Would be nice if I could generate the id-type:
@type id_t() :: :job_mechanic | :job_doc | :job_programmer
from the ids
list in the macro also. I’ll give that a try.
I’ll try to abstract the reference-integrity-checks also. Maybe I’ll just dump everything into a database to get better checks, but this seems weird because I don’t really need that, I just want a safe way to get some related collections from json into Elixir structs and then torture that data with some pipes.
This is a great start!
If you keep what you have I would change your EctoAtom module to use String.to_existing_atom
though to avoid the risk of atom table exhaustion as an attack vector (especially relevant as we are dealing with JSON parsing).
As mentioned rather than having an EctoAtom type you could leverage the Ecto.Enum type like so:
field(:job, Ecto.Enum, values: [:job_mechanic, :job_doc, :job_programmer])
field(:hobbies, {:array, Ecto.Enum},
values: [
:hobby_painting,
:hobby_freeclimbing,
:hobby_stampcollecting
]
)
Possibly even calling out to a canonical list somewhere if you want a Hobby module:
field(:hobbies, {:array, Ecto.Enum}, values: Hobby.values)

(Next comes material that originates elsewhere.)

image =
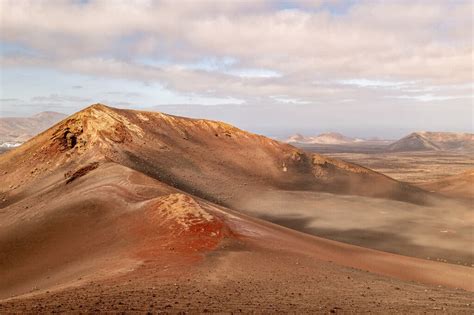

This will successfully cast to atom values if given a string that matches, but will fail the casting if the field is not a string or atom in the given values
list. It also means you don’t risk the whole “atom exhaustion” thing too because the atoms are declared as the enum values and String.to_existing_atom
is used internally.
Finally you might look at ecto_morph as sugar around casting too.
I didn’t know about
values
maybe I really should RTFM.
EDIT: OK I did RTFM, but I can’t find values
option for field